The U.S. has purchased more than 170 million doses from the two companies. Pfizer said it could ship up to 15 million of those doses by the end of next week.
The big question is whether people weary of vaccinations will roll up their sleeves again. Just half of vaccinated Americans got the first recommended booster dose, and only a third of those 50 and older who were urged to get a second booster did so.
It’s time for U.S. authorities to better explain that the public should expect an updated COVID-19 vaccination every so often, just like getting a fall flu shot or a tetanus booster after stepping on a rusty nail, said University of Pennsylvania immunologist E. John Wherry.
“We need to rebrand it in a societally normal-looking way,” rather than a panicked response to new mutants, Wherry said. “Give a clear, forward-looking set of expectations.”
Here’s the rub: The original vaccines still offer strong protection against severe disease and death from COVID-19 for most generally healthy people, especially if they got that important first booster dose. It’s not clear just how much more benefit an updated booster will bring—beyond a temporary jump in antibodies capable of fending off an omicron infection.

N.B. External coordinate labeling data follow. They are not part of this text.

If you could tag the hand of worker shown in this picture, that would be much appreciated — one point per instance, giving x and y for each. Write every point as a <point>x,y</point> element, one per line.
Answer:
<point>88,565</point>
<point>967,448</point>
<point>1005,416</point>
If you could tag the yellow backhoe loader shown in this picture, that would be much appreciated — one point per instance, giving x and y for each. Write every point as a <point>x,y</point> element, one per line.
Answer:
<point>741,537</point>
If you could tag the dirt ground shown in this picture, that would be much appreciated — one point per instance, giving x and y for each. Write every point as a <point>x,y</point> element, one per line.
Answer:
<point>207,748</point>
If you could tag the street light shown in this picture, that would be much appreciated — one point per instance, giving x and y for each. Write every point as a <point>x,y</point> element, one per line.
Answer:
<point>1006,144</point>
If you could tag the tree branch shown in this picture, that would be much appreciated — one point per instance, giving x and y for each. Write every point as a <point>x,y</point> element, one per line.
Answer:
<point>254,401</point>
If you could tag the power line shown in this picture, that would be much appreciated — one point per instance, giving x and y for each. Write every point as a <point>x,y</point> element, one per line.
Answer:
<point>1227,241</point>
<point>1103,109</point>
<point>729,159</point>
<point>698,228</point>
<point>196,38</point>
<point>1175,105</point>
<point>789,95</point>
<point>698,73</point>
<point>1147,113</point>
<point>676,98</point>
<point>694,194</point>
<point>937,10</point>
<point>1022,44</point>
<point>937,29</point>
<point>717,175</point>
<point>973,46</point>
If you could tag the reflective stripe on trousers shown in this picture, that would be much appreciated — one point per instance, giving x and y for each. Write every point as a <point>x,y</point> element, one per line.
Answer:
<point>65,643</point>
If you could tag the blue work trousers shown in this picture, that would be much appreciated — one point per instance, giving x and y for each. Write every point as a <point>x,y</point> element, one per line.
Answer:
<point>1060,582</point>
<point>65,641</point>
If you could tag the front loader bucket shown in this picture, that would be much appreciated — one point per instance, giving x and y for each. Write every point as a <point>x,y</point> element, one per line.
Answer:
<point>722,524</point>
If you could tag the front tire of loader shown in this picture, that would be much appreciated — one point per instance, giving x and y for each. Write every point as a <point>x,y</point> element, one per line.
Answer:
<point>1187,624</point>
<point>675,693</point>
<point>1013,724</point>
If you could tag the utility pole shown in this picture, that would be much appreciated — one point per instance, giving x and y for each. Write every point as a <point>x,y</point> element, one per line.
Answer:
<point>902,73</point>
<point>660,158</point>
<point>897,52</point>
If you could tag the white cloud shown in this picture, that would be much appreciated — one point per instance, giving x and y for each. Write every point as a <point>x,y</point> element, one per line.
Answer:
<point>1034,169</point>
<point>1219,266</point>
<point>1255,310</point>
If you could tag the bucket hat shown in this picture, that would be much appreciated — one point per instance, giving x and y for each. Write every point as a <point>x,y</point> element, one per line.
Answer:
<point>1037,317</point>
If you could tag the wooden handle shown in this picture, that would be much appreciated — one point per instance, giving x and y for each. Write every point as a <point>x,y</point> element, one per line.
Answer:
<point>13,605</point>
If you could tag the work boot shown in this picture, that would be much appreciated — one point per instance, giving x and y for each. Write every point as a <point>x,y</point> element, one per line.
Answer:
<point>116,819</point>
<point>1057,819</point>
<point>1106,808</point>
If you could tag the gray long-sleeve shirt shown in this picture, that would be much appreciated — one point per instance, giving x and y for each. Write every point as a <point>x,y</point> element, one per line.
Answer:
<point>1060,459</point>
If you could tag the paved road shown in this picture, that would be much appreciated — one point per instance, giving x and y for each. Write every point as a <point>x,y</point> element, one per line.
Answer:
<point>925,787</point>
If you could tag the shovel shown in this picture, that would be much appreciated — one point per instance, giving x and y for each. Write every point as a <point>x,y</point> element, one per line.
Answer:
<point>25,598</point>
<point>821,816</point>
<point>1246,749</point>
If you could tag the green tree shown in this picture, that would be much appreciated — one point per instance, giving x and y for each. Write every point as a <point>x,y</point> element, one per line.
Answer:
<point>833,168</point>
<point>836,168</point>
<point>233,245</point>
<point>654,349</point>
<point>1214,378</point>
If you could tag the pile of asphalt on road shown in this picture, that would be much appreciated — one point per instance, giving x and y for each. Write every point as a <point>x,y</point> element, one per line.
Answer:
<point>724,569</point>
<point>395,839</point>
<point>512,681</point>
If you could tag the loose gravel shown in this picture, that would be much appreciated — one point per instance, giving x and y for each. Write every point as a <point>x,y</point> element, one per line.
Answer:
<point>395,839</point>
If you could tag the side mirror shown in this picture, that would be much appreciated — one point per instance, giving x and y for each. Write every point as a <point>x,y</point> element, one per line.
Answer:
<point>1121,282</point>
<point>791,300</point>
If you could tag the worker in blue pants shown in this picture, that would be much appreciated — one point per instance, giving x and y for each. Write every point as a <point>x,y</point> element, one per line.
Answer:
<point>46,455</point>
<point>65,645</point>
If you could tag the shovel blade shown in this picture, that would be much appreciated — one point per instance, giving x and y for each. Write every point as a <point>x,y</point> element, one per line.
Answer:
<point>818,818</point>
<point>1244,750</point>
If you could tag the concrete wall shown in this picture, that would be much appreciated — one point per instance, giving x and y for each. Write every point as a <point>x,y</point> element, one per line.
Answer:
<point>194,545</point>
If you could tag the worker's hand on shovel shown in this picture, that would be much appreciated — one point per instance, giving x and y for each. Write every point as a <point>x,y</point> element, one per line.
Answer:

One reason: The FDA cleared the modifications ahead of studies in people, a step toward eventually handling COVID-19 vaccine updates more like yearly flu shots.
First, FDA checked human studies of earlier Pfizer and Moderna attempts to update their vaccines—shots matching the omicron strain that struck last winter. That recipe change was safe, and substantially boosted antibodies targeting the earlier variant—better than another dose of the original vaccine—while adding a little protection against today’s genetically distinct BA.4 and BA.5 omicron versions.
But FDA ordered the companies to brew even more up-to-date doses that target those newest omicron mutants instead, sparking a race to roll out shots in less than three months. Rather than waiting a few more months for additional human studies of that recipe tweak, Marks said animal tests showed the latest update spurs “a very good immune response.”
The hope, he said, is that a vaccine matched to currently spreading variants might do a better job fighting infection, not just serious illness, at least for a while.
What’s next? Even as modified shots roll out, Moderna and Pfizer are conducting human studies to help assess their value, including how they hold up if a new mutant comes along.
And for children, Pfizer plans to ask FDA to allow updated boosters for 5- to 11-year-olds in early October.
It’s the first U.S. update to the COVID-19 vaccine recipe, an important but expected next step—like how flu vaccines get updated every year.